Fifteen military groups spoke out in opposition to the Obama Administration’s federal lawsuit to restrict military voting in Ohio.
They claim the Ohio suit is threatening certain voter protections that they have as service members.
The National Guard Association of the United States and more than a dozen other fraternal military groups asked a U.S. judge for permission to intervene in and oppose a lawsuit filed by President Barack Obama’s campaign challenging the fairness of Ohio’s early voting rules.
The campaign sued Ohio Attorney General Mike DeWine and Secretary of State Jon Husted on July 17, claiming the state’s two-tiered early voting process violates the U.S. Constitution’s guarantees of equal protection under the law.
State law allows families of armed forces members and civilians overseas to vote through the Monday before an election while early voting for all other Ohioans ends the preceding Friday. The campaign seeks a court order invalidating the statutes.
“Members of the U.S. Armed Forces risk their lives to keep this nation safe and defend the fundamental constitutional right to vote,” the military groups said in in their request to intervene in the case.

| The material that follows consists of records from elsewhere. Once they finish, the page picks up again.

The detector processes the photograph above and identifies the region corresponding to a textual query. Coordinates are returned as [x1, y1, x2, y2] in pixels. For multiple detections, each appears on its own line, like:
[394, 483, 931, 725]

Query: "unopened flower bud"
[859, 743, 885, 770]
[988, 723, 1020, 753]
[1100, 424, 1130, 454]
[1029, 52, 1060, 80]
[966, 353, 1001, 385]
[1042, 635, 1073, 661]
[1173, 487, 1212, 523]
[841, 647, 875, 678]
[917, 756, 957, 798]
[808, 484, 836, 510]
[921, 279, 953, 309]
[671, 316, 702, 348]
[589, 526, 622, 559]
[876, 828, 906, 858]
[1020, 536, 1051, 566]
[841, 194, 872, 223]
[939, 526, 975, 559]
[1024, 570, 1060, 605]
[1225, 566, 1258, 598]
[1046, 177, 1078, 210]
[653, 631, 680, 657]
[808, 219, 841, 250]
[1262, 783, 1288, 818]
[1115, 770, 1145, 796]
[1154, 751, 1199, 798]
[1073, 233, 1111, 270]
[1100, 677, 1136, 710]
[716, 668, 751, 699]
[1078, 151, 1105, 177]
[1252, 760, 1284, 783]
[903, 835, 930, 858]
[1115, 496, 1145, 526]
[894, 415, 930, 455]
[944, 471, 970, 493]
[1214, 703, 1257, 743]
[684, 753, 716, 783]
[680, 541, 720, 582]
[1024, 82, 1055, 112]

“The Obama campaign’s and Democratic National Committee’s argument that it is arbitrary and unconstitutional to afford special consideration, flexibility, and accommodations to military voters to make it easier for them to vote in person is not only offensive, but flatly wrong as a matter of law,” the groups said.
Related… Earlier today David Axelrod on Fox News Sunday single-handedly reversed Obama’s entire messaging campaign on the Ohio military lawsuit, when he “absolutely” agreed that “members of the military who are serving this country deserve special consideration to vote.”